It is the side view which showed the state in which the ball grid array package (BGA) was mounted in the mounting board | substrate. It is the enlarged view which expanded and displayed one of the cross sections of a solder joint part. It is the top view which looked at BGA from the ball surface side. It is the enlarged view which expanded and displayed a part of FIG. It is the top view which looked at BGA of 2nd Embodiment which made the magnitude | size of the land diameter of a 1st ball land larger than the magnitude | size of the land diameter of a 2nd ball land from the ball surface side. It is the enlarged view which expanded and displayed a part of FIG. It is the top view which looked at the conventional BGA from the ball surface side.

Explanation of symbols

10 Ball grid array package (BGA)
DESCRIPTION OF SYMBOLS 11 Mounting board 20 Ball land 20a 1st ball land 20b 2nd ball land 28 Junction land 35 1st grating | lattice 36 2nd grating | lattice 38 Four corners

Claims (6)

A ball grid array package in which solder balls are respectively solder-bonded to a plurality of ball lands formed in a grid on one side, and the solder-bonded solder balls are used as corresponding substantially circular bonding lands on a mounting board. In the mounting structure of the ball grid array package to be soldered and mounted on the mounting board,
2. A ball grid array package mounting structure, wherein d1 ≧ d2 is satisfied, where d1 is a land diameter of the ball land and d2 is a land diameter of the bonding land.   The ball grid array package mounting structure according to claim 1, wherein 0.9 × d 1 ≦ d 2 is satisfied.

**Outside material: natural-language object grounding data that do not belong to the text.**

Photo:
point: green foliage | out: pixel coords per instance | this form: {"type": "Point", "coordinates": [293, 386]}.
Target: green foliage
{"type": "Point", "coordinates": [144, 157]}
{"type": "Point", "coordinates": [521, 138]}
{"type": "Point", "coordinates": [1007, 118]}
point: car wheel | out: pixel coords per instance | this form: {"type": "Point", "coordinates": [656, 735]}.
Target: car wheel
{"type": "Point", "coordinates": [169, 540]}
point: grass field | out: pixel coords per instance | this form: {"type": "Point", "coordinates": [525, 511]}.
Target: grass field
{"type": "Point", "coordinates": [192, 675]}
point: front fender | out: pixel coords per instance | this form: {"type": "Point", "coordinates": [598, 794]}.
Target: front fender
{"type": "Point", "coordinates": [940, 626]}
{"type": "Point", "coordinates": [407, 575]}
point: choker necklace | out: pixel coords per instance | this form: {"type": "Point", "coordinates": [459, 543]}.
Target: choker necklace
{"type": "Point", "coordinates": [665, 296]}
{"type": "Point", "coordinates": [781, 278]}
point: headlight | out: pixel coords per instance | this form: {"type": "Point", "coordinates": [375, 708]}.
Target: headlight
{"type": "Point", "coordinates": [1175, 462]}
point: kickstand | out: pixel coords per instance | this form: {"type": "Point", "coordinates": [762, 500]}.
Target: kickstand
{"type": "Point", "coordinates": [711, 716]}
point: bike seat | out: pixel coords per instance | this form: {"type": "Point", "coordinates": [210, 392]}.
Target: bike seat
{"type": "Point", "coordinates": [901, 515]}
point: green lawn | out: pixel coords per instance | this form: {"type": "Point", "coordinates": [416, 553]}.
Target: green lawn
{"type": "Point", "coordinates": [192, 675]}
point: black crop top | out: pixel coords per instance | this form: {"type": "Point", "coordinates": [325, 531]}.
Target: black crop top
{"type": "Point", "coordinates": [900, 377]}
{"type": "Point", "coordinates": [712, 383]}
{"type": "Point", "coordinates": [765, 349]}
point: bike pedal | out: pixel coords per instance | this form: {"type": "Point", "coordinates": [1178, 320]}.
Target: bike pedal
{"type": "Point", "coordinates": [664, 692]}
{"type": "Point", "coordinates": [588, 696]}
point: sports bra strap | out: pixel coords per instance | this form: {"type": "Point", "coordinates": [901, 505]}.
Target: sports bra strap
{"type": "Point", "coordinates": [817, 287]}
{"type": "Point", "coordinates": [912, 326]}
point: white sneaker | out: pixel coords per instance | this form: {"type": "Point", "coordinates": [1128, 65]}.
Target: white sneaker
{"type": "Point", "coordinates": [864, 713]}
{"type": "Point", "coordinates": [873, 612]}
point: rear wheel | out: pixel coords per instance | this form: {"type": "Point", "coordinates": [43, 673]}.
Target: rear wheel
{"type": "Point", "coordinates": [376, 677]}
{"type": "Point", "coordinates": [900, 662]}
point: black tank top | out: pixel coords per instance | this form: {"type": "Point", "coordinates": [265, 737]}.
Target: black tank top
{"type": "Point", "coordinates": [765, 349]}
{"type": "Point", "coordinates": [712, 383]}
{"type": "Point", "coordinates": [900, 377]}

The plurality of ball lands formed in the lattice shape are the first ball lands constituting the outermost first lattice and (m + 2) rows × (n + 2) columns (m and n are arbitrary) surrounded by the first lattice. And a second ball land constituting a second lattice of
When the pitch of the second ball lands is P, the first ball lands are formed with a pitch P at positions excluding the four corners of the first lattice, and the two adjacent to the four corners of the first lattice. 3. The first ball land is formed at a position shifted by P / 2 with respect to a direction toward the first ball land that is opposite to the four corners adjacent to each other. Mounting structure of ball grid array package.   4. The mounting structure of the ball grid array package according to claim 3, wherein the land diameter of the first ball land is the same as the land diameter of the second ball land. The plurality of ball lands formed in the lattice shape are the first ball lands constituting the first lattice on the most first side and (2m + 2) rows × (2n + 2) columns (m, n) surrounded by the first lattice. Is a second ball land that constitutes a second lattice of any natural number),
When the pitch of the second ball lands is P, the first ball lands are formed with a pitch 2P at positions excluding the four corners of the first lattice, and the two adjacent to the four corners of the first lattice. 3. The first ball land is formed at a position shifted by P / 2 with respect to a direction toward the first ball land that is opposite to the four corners adjacent to each other. Mounting structure of ball grid array package. 6. The mounting structure of the ball grid array package according to claim 5, wherein a land diameter of the first ball land is larger than a land diameter of the second ball land.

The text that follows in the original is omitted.